Lancé en 2015, le plan volontaire de transition vers les élevages hors cages a pour objectif d’atteindre une poule sur deux en élevages alternatifs à la cage aménagée d’ici 2022. En un an, de 2016 à 2017, le nombre de poules élevées au sol, en plein air ou en bio a bondi de plus de 13 %. Et près de deux poules sur cinq sont en élevage alternatif (37 %). Soit plus du double qu’en 2002 (16,5 %) et quatre points de plus qu’en 2016 (33 %). Si ce n’est pas le «grand bond en avant», pour paraphraser Mao Zedong, «la filière française avance à grands pas dans la transition et à une vitesse supérieure à ce qui était prévu», se félicite le CNPO, l’interprofession des œufs.
Reste que sur une production de 14,9 milliards d’œufs en France, 63,3 % correspondent encore à des œufs «standards», soit issus des élevages en cages, contre 35,2 % d’œufs de plein air, 10,2 % d’œufs bio, 6,4 % au sol et 5 % Label Rouge. Une fois cela dit, la part des poules pondeuses élevées en cages aménagées a, en quinze ans, chuté de vingt points, passant de 83,5 % en 2002 à 63,3 % en 2017. Mais, comme le suggère Claude Dumoulin, ancien directeur général de Matines, «pour atteindre l’objectif fixé, il faudra bien dix ans».

Une transition qui coûte cher
La stratégie de transition massive des élevages en cages vers les élevages alternatifs représente un coût non négligeable pour la filière française de l’œuf, à savoir un minimum de 277 millions d’euros afin d’arrêter la production de près de neuf millions de poules élevées actuellement en cages et mettre en place le même nombre de poules en systèmes alternatifs. Sans compter que les coûts de production des élevages dits alternatifs sont supérieurs à ceux des élevages en cages. Le CNPO estime que ces coûts, en sortie d’élevages, sont supérieurs d’environ 15 % pour le sol, de 22 % pour le plein air, d’environ 35 % pour le Label Rouge, et sont plus que doublés (+ 113 %) pour les élevages conduits selon les règles de l’agriculture biologique.
Et des coûts de production à la hausse avec l’augmentation des prix des matières premières, que ce soit les céréales ou les oléagineux, qui ont fortement augmenté cette année, et restent sous tension pour les mois à venir en raison des mauvaises récoltes et des conditions macroéconomiques défavorables. L’indice Itavi a ainsi augmenté de 16,6 % entre décembre 2017 et août 2018, équivalant à une hausse de prix de revient de l’œuf de 10 % en moyenne (l’aliment constituant 60 % du prix de revient de l’œuf). A cela s’ajoutent les hausses des coûts de transport et d’emballage. Aussi l’interprofession demande-t-elle une revalorisation rapide des prix de vente des ovoproduits et des œufs coquilles auprès des clients de la filière pour maintenir l’équilibre économique.

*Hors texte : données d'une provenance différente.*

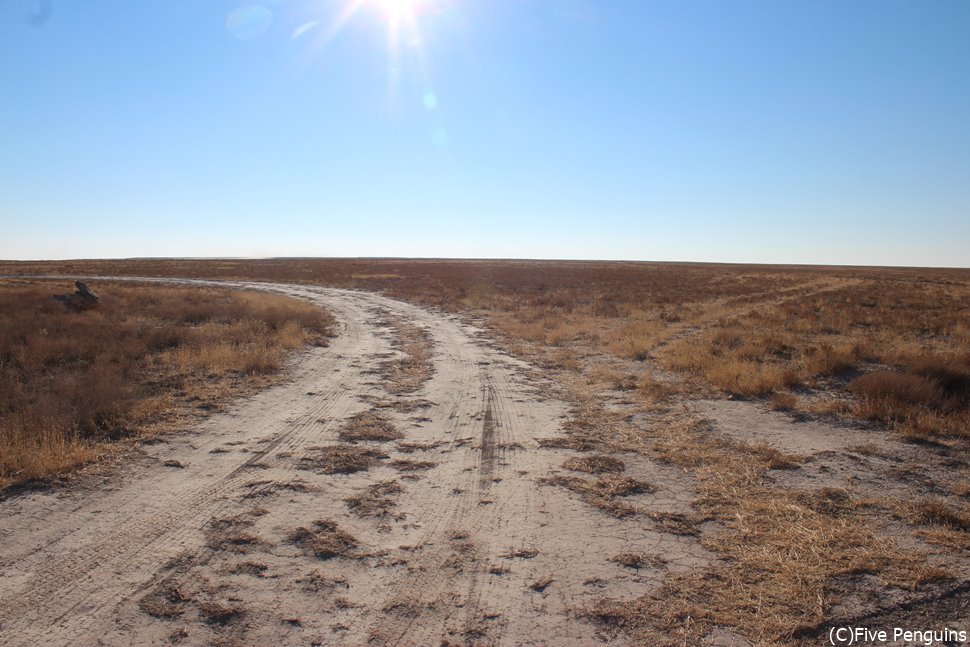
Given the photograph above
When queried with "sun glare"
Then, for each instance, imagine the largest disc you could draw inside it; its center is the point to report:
(396, 9)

Et d’autant que, même si les éleveurs, qui avaient investi, cinq ans après la mise aux normes des cages, au 1er janvier 2012, retrouvent des capacités de financer de nouveaux projets, la viabilité économique de leurs exploitations restent fragiles. Comme le rappelle le président de la Confédération française de l’aviculture, Jean-Michel Schaeffer, «on ne change pas de production du jour au lendemain. C’est la raison pour laquelle nous avons besoin de temps». Du temps, mais aussi des hectares pour le passage en œufs alternatifs, sujet crucial s’il en est pour la transition, mais rarement énoncé. Autre risque : cette marche accélérée peut entraîner, au final, une désorganisation et une inadaptation entre l’offre et la demande.